Cell cultures were fixed in 4% paraformaldehyde (Alfa Aesar, Ward Hill, MA) at 4°C for 20 min. Fixed cells were permeated with Triton X100 (Sigma-Aldrich) for 5 min at room temperature. Next, cells were incubated with specific antibodies (Abcam, Cambridge, United Kingdom) for cardiac markers myosin heavy chain and connexin 43, then in DyLight-conjugated secondary antibodies (Jackson ImmunoResearch Laboratories). Cells were imaged by using an epifluorescence microscope (DMI 6000B; Lieca Microsystems, Wetzlar, DE).
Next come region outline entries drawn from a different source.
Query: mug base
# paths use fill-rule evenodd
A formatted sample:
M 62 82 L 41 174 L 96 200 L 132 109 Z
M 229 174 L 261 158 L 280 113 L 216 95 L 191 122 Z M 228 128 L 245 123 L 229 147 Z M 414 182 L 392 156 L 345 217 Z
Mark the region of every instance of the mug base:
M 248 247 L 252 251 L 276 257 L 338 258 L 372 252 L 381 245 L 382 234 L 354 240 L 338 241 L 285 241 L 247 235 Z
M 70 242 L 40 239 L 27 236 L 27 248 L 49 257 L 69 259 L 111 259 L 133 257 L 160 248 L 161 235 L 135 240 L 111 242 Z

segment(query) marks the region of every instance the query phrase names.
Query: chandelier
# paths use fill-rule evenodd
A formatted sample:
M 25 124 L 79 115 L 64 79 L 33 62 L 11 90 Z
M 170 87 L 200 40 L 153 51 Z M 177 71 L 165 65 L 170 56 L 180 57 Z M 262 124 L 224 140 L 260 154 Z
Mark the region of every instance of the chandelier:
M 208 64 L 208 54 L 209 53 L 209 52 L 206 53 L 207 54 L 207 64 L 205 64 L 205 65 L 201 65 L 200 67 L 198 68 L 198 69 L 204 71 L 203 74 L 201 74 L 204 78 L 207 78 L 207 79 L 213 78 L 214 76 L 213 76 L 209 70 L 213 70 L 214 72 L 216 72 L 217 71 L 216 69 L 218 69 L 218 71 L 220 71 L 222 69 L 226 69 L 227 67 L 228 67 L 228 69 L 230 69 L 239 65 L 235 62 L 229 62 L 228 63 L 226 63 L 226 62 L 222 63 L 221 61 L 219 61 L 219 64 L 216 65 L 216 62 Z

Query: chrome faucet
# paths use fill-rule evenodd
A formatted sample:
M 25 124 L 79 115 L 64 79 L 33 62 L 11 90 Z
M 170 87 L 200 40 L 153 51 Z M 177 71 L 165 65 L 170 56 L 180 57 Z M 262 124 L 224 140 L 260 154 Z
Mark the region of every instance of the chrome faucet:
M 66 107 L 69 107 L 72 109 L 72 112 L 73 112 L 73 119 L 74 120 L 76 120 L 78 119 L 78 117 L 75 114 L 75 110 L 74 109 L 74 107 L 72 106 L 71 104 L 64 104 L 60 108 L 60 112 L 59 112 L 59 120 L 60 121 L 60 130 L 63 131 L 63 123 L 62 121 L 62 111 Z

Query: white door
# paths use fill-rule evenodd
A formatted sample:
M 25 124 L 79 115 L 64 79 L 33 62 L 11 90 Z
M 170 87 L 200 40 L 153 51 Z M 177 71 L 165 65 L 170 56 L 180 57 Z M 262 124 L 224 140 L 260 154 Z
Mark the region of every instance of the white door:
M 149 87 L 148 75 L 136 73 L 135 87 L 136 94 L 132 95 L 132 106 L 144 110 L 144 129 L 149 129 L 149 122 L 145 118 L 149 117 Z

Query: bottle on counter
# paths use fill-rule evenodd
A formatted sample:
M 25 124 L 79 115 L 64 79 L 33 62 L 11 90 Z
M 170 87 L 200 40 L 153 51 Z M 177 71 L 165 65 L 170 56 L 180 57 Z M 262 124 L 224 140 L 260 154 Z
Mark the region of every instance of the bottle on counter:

Calcium handling and membrane voltage potential

The calcium handling of spontaneously contracting cells was measured by imaging calcium-sensitive dye Indo-1 AM (Thermo Fisher) with an epifluorescence microscope (Olympus, Center Valley, PA) and a photomultiplier tube detection system and software (Ion Optix, Westwood, MA). Cells were washed with PBS at 37°C, replaced with Tyrode's buffer containing 2 μL of 2 mM Indo-1 AM, and allowed to incubate for 30 min at room temperature. The cells were then washed three times with fresh Tyrode's buffer and analyzed by using the Ion Optix system. The measured field of view was ∼50 μm × 50 μm in size. Detection wavelengths were recorded at 405 and 485 nm. Membrane voltage potential utilized the same procedure as calcium measurements but with voltage-sensitive dye Di-8-ANEPPS (Thermo). Detection wavelengths were recorded at 560 and 620 nm.

Peak shortening percentage analysis

Cells were recorded on spontaneous contraction from day 20 to 30 by using phase-contrast time-lapse video microscopy (Nikon Eclipse TE300, Melville, NY). Images were taken every 100 ms with a CoolSNAP HQ2 CCD camera (Photometrics, Tuscon, AZ) and analyzed with ImageJ. Minimum representative rectangles were used to outline individual contracting cells, and the lengths of the smallest and largest rectangles were used to calculate the peak shortening percentage.

Western blot

Western blot antibodies were purchased from Abcam, Inc.; electrophoresis, transfer blots, and enhanced chemo-luminescence (ECL) developing materials were purchased from Bio-Rad (Hercules, CA). Total protein lysates were collected from cells at 30 days of differentiation. Total protein concentration was quantified by a bicinchoninic acid kit (Thermo Scientific, Rockford, IL). Samples were normalized based on total protein concentration and run on sodium dodecyl sulfate-polyacrylamide gel electrophoresis gels according to the manufacturer's protocols. Proteins were transferred to blotting membranes and then incubated overnight at 4°C with mouse monoclonal antibodies against MHC and cTnT (1:100 dilution in 10% milk in Tris Buffered Saline with 0.5% Tween 20 [TBST]) and mouse monoclonal antibodies against GAPDH (1:1000 dilution in 10% milk in TBST). The membranes were washed and incubated with secondary horseradish peroxidase antibodies (1:1000 in 10% milk in TBST) for 1 h at room temperature. The membranes were washed, then immersed in an ECL developing solution, and finally read by using Bio-rad ChemiDoc XRS+Statistics.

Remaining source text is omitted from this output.